Outre son héros, Prototype 2 nous ressert donc la même soupe. Mais comme on dit, c’est dans les vieux pots qu’on sert les meilleures soupes. Toujours est-il que le titre donne l’impression troublante de revivre la même aventure. Sans atteindre l’escroquerie Dead Rising 2 : Off the Record, qui nous invitait à  peu de choses près à  refaire Dead Rising 2 mais dans la peau de Frank West, ce second volet se repose un peu trop sur son prédécesseur. Qu’il en reprenne le principe n’a évidemment rien de choquant (une sorte de GTA-like à  la sauce beat’em all). Mais en reprenant le même environnement comme terrain de jeu (New York est divisé en trois zones auxquelles on accède de manière progressive), le titre manque de fraîcheur. Pire encore, les missions proposées ressemblent beaucoup trop à  ce que l’on pouvait effectuer dans Prototype (celles-ci se résument bien souvent à  aller d’un point A à  un point B, d’éliminer un adversaire, puis d’aller du point B au point C, et ainsi de suite). Les objectifs demeurent sensiblement les mêmes alors que les phases d’infiltration sont reproduites à  l’identique (et ad nauseam). Reconnaissons tout de même une plus grande diversité dans les quêtes annexes, lesquelles s’accomplissent beaucoup plus volontiers. Le plus énervant finalement, c’est que le jeu de Radical Entertainment n’a pas retenu des leçons du passé. On retrouve ainsi les mêmes défauts, et spécialement ce sentiment de répéter (doublement, pour ceux qui ont joué au premier épisode) les mêmes actions d’une mission à  l’autre. Et si le jeu est un peu plus beau, le résultat n’est pas non plus flagrant. Entre la brume épaisse que l’on aperçoit à  l’horizon (et qui nous rappelle aux bons souvenirs de la Nintendo 64, c’est dire) et une modélisation pas franchement heureuse de certains bâtiments/personnages/créatures, on a réellement l’impression de revenir des années en arrière. Par exemple, un titre comme GTA IV, sorti en 2008, offre une profondeur de champ nettement plus impressionnante, mais aussi une modélisation plus convaincante de la Grosse Pomme.

Grands pouvoirs, petit jeu


Forcément et fort heureusement, Prototype 2 conserve aussi les qualités de son aîné. Et le plaisir pris sur ce dernier se retrouve donc intact dans ce nouvel épisode. A savoir qu’il apparaît comme un joyeux défouloir. D’autant plus que la caméra a même été améliorée, même si elle montre toujours quelques signes de faiblesse lorsqu’il s’agit de suivre l’action.
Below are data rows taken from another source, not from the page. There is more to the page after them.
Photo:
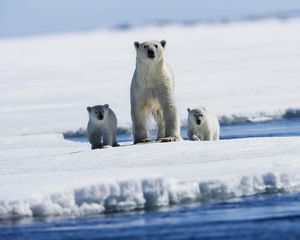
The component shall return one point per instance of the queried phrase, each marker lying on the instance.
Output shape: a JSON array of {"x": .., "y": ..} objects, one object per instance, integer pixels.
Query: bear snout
[{"x": 151, "y": 53}]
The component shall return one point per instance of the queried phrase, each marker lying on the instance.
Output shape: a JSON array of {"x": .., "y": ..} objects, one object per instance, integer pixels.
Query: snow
[
  {"x": 59, "y": 177},
  {"x": 241, "y": 71}
]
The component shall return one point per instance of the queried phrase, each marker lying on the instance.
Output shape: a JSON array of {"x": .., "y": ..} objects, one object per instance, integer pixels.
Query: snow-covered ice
[
  {"x": 241, "y": 71},
  {"x": 59, "y": 177}
]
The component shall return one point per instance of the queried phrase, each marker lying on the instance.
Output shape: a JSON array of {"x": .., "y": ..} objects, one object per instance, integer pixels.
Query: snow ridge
[{"x": 144, "y": 194}]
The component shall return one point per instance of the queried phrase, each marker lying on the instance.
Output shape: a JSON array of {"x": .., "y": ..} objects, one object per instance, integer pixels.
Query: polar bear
[
  {"x": 203, "y": 125},
  {"x": 102, "y": 124},
  {"x": 152, "y": 92}
]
La surpuissance du personnage a également quelque chose de toujours aussi grisant, aussi bien lors des affrontements que dans la manière dont les pouvoirs du héros permettent de s’approprier l’espace, à  l’échelle d’une ville toute entière. Même si on regrette que le titre n’aille pas plus loin dans la démesure alors que tout est en place pour que le jeu lâche enfin les chevaux. Et si on sent par moment l’influence de God of War 3 dans les combats, l’absence de mise en scène lui fait alors défaut. D’ailleurs, ces influences traduisent une nouvelle fois un manque d’identité évident. Et on passera sur les séquences où James absorbe la mémoire de certains personnages, des images mentales, tournées avec de vrais acteurs, d’un kitsch absolu. Sur ce point comme sur quelques autres, on attendait que cette suite vienne rectifier le tir mais ce n’est pas totalement le cas. Incapable de décoller (un comble pour un jeu mettant en scène un personnage défiant toutes les lois naturelles), Prototype 2 est un tire-au-flanc mais un tire-au-flanc sympathique. Un sale gosse qui, s’appuyant sur un titre fort, s’est cru tout permis, au point de nous refiler une copie carbone de son précédent volet. Et si on en attendait plus, qu’on aurait aimé voir certaines choses corrigées, force est de reconnaître que le charme agit encore.